En attendant, de nombreux Tunisiens restent sidérés par cette conjoncture inédite, et bien peu assument de remercier publiquement la Libye pour son aide, qui constitue certes une goutte d’eau dans un océan de besoins. « On ne peut en vouloir qu’à nous-mêmes », résume le chroniqueur Haythem El Mekki. Il n’empêche, le coup de pouce libyen est parfois perçu comme une blessure à l’orgueil national. Face aux esprits qui s’échauffent, certains temporisent. À l’image d’Anis Jaziri, président de Tunisia Africa Business Council (TABC), un réseau d’entrepreneurs, qui s’étonne que « le peuple soit choqué par l’aide alimentaire d’un pays frère ». Il faut néanmoins remonter à 1969 pour trouver un précédent – la seule fois où la Tunisie indépendante a sollicité l’aide internationale. Elle faisait alors face à des inondations dramatiques, un épisode qui a marqué les esprits. Certains n’hésitent pas à faire le parallèle, comparant la situation actuelle à une catastrophe naturelle.
Précarité et endettement
Au-delà de cet épisode cruel pour la fierté nationale, il est évident que la Tunisie n’a pas renforcé sa souveraineté en ayant un recours intensif à l’endettement extérieur : elle doit rembourser près de deux milliards d’euros en 2023, ce qu’elle peine à faire faute de pouvoir lever des fonds sur la scène internationale. Un cercle vicieux.
« Kaïs Saïed n’apparaît plus comme le sauveur mais comme celui qui légitime la mendicité et divise le pays », fulmine Lemjed Bchir, un ancien militant du Mouvement du 25-Juillet, qui avait soutenu le président lors de son offensive sur le pouvoir en 2021. « C’est douloureux quand on le ressent dans sa chair », poursuit le jeune homme, dont la mère est dans un état critique faute de médicaments.
La situation paraît insoluble et le gouvernement ne semble pas avoir prévu de plan B pour boucler sa loi de finances 2023. Tous les prêts au pays s’avèrent conditionnés par l’octroi, ou pas, du crédit sollicité auprès du Fonds monétaire international (FMI).
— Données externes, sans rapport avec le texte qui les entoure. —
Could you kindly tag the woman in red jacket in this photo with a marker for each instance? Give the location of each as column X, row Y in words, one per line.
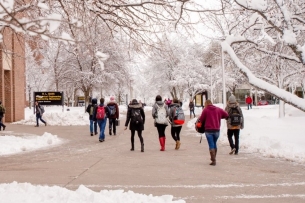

Depuis quelques mois, la Tunisie n’a pu compter que sur le soutien de la Libye et sur celui de l’Algérie. Le gouvernement a reçu 300 millions de dollars d’aides, dont 100 sous forme de don, et s’est bien gardé de communiquer sur le sujet. Néanmoins il aura du mal à occulter la grogne qui agite le pays. Et à l’approche du mois de ramadan, qui débute le 22 mars, l’approvisionnement en denrées alimentaires devient plus critique que jamais. La moindre défaillance durant le mois saint pourrait porter un coup fatal à la relation entre l’État et ses administrés.